Jasmine is not alone. Mothers of black sons across the country live in constant fear. It’s easy to shrug and say this fear is irrational if we raise our sons right and they respect authority. However, there are a couple of problems with this view.
Was he a law-abiding person? If an injustice occurred against him, it should not matter. Why? Because he was a person.
First, parents are helpless unless God intervenes and opens a child’s eyes to the beauty of the gospel. Sometimes this happens later in life. If a wayward son’s life is taken prematurely because he didn’t follow an officer’s command to the letter, what a tragedy that would be.
Second, it may expose a popular but immoral view that says the victim has to be a saint in order to receive sympathy. When we allow our view of justice to be persuaded by footage of the victim in his best moments, or footage of him in his worst, we’re not thinking biblically about justice. Was he a law-abiding person? If an injustice occurred against him, it should not matter. Why? Because he was a person.

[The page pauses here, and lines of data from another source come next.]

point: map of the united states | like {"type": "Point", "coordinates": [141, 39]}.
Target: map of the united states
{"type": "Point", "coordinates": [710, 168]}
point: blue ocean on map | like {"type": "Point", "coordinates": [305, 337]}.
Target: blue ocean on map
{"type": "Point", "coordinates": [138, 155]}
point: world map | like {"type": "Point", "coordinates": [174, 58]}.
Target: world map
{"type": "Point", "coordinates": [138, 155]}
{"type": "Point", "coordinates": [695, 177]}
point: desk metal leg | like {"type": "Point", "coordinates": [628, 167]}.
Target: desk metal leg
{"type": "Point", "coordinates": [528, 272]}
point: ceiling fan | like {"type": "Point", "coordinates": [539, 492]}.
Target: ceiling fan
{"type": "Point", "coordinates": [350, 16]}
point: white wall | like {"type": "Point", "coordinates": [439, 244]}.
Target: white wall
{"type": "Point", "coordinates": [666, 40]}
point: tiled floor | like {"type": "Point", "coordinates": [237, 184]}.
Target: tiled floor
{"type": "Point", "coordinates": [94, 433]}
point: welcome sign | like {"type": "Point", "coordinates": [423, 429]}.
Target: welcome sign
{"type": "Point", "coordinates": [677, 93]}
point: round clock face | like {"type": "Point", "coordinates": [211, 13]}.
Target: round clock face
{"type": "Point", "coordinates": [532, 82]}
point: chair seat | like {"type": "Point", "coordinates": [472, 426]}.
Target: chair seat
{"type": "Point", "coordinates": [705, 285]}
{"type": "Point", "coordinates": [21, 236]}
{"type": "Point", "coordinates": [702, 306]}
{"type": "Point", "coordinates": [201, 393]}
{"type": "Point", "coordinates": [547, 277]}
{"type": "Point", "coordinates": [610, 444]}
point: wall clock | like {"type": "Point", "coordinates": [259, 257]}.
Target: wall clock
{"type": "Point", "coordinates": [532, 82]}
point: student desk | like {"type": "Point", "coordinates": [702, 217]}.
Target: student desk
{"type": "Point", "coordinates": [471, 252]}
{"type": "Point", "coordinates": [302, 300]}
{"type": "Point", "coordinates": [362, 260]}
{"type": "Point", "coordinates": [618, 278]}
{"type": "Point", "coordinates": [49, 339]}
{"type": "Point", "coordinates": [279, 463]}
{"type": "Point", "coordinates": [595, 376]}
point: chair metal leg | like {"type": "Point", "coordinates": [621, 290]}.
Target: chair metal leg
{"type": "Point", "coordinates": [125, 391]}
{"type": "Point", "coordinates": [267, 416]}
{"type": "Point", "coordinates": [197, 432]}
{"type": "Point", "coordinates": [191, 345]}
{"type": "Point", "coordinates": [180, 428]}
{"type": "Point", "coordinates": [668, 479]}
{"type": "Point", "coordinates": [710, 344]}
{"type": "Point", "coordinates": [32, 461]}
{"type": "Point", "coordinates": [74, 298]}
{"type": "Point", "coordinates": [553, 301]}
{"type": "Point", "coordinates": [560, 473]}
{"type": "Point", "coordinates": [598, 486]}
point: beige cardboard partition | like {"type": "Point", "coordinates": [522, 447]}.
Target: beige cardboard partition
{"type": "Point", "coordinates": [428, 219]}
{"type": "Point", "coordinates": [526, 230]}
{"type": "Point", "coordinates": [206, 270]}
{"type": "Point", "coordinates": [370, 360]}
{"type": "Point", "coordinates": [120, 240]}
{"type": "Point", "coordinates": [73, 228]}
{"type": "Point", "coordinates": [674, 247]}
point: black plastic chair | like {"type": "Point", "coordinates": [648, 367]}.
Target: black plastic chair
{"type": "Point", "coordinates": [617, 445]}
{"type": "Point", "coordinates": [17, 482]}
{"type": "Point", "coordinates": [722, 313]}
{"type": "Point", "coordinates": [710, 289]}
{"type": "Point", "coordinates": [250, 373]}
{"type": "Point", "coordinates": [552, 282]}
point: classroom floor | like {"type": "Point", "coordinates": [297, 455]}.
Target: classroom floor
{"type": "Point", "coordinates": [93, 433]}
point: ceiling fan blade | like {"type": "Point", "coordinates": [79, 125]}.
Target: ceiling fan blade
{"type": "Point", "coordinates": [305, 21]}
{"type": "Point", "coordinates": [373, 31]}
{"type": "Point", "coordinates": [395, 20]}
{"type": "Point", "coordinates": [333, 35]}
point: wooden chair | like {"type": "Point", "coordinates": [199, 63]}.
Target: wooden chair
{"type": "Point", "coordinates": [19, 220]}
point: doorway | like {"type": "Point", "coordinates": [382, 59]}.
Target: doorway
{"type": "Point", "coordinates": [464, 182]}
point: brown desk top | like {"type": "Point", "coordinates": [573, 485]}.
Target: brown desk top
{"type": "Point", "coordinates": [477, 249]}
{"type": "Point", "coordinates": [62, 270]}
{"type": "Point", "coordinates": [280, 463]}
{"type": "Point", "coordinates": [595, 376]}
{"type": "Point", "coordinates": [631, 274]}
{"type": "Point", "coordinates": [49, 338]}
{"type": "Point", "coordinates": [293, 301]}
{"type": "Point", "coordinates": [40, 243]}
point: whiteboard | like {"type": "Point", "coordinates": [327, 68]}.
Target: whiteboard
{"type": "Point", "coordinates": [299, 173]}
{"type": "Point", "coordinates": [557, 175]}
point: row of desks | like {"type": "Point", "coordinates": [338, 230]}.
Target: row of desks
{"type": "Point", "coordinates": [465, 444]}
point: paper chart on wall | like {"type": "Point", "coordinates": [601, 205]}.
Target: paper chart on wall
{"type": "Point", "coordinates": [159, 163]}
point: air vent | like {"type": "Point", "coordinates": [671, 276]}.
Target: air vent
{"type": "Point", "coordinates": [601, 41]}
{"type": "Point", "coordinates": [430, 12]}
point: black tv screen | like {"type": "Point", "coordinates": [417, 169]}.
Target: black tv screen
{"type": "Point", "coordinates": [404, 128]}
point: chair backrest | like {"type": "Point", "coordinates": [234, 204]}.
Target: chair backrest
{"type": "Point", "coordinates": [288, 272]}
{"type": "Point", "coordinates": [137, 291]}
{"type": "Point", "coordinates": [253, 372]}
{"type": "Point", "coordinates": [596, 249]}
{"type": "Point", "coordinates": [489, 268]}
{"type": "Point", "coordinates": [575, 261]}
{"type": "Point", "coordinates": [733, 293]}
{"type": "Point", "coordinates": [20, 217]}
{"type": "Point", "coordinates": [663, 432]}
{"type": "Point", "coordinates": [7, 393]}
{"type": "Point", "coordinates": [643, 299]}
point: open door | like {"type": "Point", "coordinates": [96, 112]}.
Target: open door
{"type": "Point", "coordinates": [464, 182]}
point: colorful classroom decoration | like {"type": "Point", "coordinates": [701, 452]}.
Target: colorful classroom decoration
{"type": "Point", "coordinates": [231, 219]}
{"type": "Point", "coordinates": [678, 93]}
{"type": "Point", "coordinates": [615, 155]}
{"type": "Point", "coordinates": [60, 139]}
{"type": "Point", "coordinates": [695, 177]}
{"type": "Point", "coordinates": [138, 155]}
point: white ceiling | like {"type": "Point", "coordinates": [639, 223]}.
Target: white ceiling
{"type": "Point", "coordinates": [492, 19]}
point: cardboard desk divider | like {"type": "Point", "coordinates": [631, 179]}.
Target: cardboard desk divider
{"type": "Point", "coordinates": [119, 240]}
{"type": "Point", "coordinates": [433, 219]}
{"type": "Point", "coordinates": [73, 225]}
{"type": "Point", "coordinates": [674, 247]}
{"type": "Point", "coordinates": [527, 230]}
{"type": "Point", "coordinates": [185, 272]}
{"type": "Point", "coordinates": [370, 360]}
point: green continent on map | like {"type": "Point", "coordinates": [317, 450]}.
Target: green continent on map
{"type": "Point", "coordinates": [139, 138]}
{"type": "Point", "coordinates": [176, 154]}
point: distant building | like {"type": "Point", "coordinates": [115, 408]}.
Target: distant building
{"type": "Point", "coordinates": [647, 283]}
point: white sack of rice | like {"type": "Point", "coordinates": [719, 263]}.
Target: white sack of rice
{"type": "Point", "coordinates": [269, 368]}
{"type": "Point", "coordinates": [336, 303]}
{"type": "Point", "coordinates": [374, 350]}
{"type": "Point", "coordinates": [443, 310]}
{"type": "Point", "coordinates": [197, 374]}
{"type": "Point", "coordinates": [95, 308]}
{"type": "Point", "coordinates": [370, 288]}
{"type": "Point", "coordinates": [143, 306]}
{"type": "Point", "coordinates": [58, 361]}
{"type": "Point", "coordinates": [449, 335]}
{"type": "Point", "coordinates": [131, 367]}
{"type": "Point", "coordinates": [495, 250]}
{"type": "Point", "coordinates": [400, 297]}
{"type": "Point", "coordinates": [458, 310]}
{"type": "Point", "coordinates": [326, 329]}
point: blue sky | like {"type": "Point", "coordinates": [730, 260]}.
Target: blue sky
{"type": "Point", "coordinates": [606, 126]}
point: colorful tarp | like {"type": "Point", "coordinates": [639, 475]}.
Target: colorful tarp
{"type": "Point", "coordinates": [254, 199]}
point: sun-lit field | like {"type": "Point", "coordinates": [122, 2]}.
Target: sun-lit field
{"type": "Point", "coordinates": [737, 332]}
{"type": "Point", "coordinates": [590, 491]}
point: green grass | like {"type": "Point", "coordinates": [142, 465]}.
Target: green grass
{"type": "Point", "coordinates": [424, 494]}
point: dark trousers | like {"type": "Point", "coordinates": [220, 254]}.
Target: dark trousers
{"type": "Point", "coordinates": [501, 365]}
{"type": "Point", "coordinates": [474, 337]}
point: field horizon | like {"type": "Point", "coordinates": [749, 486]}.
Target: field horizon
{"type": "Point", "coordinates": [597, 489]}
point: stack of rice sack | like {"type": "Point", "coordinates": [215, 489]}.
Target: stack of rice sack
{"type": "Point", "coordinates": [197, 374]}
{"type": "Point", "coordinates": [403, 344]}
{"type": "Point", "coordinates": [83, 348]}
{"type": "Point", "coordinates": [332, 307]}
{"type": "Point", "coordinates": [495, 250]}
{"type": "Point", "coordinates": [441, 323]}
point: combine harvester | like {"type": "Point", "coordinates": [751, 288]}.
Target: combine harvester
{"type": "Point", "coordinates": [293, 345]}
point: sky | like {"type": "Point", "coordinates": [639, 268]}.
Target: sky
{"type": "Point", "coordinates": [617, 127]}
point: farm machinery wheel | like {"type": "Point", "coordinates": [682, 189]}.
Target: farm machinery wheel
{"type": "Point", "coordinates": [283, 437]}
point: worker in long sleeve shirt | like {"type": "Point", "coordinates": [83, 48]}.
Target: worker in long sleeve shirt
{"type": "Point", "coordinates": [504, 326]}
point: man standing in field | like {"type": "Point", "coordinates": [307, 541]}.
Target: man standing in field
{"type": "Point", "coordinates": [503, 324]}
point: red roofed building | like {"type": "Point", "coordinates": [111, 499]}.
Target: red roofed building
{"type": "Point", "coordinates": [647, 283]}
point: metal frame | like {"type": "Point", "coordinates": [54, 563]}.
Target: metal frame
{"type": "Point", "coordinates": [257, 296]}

I don’t grieve as one without hope. My hope is built on nothing less than Jesus’s blood and righteousness. I am, however, uncomfortable. My model is Jesus in the garden of Gethsemane, where he was both distressed and hopeful.
We all should be uncomfortable about the injustice in our country. For many Christians, facing the reality that America still has a race problem is uncomfortable. Until we’re able to listen to the cries of black advocates, sympathize with black mothers, and express righteous anger over dead black bodies, we might remain comfortable—but it’s a poor substitute for the love to which we’ve been called.